Much like the way trees add a ring on their trunks each year, fish annually add a ring on to their scales. The new growth records the mercury present in the animal's environment at that time.

Scientists have previously studied whole fish scales by laser ablation combined with inductively coupled plasma mass spectrometry (ICPMS). In this technique, an intense laser beam blasts a sample and then ICPMS measures the abundances of several elements in the vapor. But ICPMS instrumentation costs several hundreds of thousands of dollars and requires nanograms of mercury in the sample.

To make the analysis cheaper and more sensitive, oceanographers Sophia Johannessen and Robie MacDonald and analytical chemist Luc Beaudin replaced ICPMS with cold vapor atomic fluorescence spectrophotometry (CVAFS), a technique that costs about $5,000 in instrumentation and is designed to detect mercury.

Using the new method, the researchers ablated micrometer-sized patches on a fish scale and directed the vapors into a gold-coated chamber to trap the mercury as a mercury-gold amalgam. The scientists measured how much mercury the trap collected by first heating it to about 600 °C to release the mercury as a vapor.
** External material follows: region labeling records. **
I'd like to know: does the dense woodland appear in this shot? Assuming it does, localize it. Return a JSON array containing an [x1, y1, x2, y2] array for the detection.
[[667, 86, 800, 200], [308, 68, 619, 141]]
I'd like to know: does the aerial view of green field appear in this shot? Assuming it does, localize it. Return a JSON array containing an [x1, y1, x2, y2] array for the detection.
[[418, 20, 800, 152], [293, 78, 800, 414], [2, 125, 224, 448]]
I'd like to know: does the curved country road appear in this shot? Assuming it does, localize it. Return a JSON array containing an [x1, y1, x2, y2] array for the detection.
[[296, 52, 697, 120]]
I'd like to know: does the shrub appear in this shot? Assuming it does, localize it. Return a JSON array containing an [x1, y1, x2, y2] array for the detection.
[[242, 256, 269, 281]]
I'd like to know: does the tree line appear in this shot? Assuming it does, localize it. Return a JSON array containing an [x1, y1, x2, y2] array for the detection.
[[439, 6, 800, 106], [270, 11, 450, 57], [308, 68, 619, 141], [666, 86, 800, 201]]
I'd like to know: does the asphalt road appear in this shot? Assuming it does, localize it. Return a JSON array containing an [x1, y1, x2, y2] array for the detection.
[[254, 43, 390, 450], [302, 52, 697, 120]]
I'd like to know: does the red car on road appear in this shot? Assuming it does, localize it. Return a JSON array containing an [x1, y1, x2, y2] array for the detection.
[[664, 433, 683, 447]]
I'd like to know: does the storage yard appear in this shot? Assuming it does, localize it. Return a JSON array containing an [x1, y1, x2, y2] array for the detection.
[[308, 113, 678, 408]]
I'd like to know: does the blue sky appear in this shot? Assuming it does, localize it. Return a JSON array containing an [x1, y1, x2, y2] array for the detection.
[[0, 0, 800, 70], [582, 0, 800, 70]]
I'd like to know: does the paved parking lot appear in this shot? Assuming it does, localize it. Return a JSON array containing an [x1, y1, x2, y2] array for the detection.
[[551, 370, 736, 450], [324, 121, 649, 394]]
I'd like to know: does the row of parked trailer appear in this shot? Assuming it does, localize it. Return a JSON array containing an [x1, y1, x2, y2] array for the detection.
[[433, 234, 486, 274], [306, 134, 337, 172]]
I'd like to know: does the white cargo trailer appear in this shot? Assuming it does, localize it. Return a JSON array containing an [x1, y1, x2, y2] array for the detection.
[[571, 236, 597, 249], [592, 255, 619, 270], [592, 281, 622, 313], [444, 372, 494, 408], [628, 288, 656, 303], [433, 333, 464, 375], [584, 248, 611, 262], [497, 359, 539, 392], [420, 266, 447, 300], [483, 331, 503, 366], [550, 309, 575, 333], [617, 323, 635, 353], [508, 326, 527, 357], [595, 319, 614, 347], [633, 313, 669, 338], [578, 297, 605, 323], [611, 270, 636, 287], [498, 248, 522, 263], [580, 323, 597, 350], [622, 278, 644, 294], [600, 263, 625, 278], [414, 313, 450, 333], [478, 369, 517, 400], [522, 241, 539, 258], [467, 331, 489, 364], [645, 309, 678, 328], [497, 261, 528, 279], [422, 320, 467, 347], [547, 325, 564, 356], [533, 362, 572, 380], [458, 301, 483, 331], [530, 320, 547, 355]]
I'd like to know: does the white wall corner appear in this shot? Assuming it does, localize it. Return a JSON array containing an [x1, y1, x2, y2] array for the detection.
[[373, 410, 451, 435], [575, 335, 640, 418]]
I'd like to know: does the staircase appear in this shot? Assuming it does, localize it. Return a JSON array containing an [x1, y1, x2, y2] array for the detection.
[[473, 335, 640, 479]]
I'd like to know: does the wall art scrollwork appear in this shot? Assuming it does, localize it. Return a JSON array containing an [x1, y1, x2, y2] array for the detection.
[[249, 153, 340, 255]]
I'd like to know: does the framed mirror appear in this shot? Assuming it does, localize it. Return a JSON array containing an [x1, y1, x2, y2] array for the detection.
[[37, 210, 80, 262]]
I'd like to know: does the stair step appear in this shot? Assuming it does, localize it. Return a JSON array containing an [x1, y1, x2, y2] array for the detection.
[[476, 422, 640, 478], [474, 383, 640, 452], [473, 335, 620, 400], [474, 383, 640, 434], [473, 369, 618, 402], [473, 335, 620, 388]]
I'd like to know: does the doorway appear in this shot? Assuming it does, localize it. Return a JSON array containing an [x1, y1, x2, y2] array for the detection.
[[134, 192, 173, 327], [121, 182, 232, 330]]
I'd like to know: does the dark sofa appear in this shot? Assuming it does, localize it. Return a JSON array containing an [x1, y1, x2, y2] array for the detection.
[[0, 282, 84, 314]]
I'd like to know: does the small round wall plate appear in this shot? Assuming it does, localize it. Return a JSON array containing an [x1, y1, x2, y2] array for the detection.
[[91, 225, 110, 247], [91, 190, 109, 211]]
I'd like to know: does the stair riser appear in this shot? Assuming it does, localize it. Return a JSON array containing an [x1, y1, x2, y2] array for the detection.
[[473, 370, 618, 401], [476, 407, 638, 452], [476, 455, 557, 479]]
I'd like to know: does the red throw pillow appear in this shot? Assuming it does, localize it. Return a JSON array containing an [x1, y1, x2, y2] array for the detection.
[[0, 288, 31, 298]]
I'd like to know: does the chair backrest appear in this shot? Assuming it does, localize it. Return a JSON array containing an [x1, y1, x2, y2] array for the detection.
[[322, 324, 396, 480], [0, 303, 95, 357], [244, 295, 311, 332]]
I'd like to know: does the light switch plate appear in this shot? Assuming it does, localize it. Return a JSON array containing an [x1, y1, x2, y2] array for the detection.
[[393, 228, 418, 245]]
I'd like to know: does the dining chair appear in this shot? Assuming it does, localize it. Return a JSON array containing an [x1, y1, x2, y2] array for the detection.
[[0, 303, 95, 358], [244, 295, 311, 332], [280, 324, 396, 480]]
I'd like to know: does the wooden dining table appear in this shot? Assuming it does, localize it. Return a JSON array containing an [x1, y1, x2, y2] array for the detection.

Then they made the gas fluoresce by shining ultraviolet light on it; the brighter the fluorescence, the greater the amount of mercury in the sample. With this new technique, the scientists detected mercury levels as low as 1.5 pg.

Besides collecting data on modern mercury levels, the technique could also provide insights on historical mercury concentrations, Johannessen says. Researchers could pull out 10,000-year-old fish scales from ocean sediment cores and then measure their mercury concentrations to watch how the metal's levels changed over time.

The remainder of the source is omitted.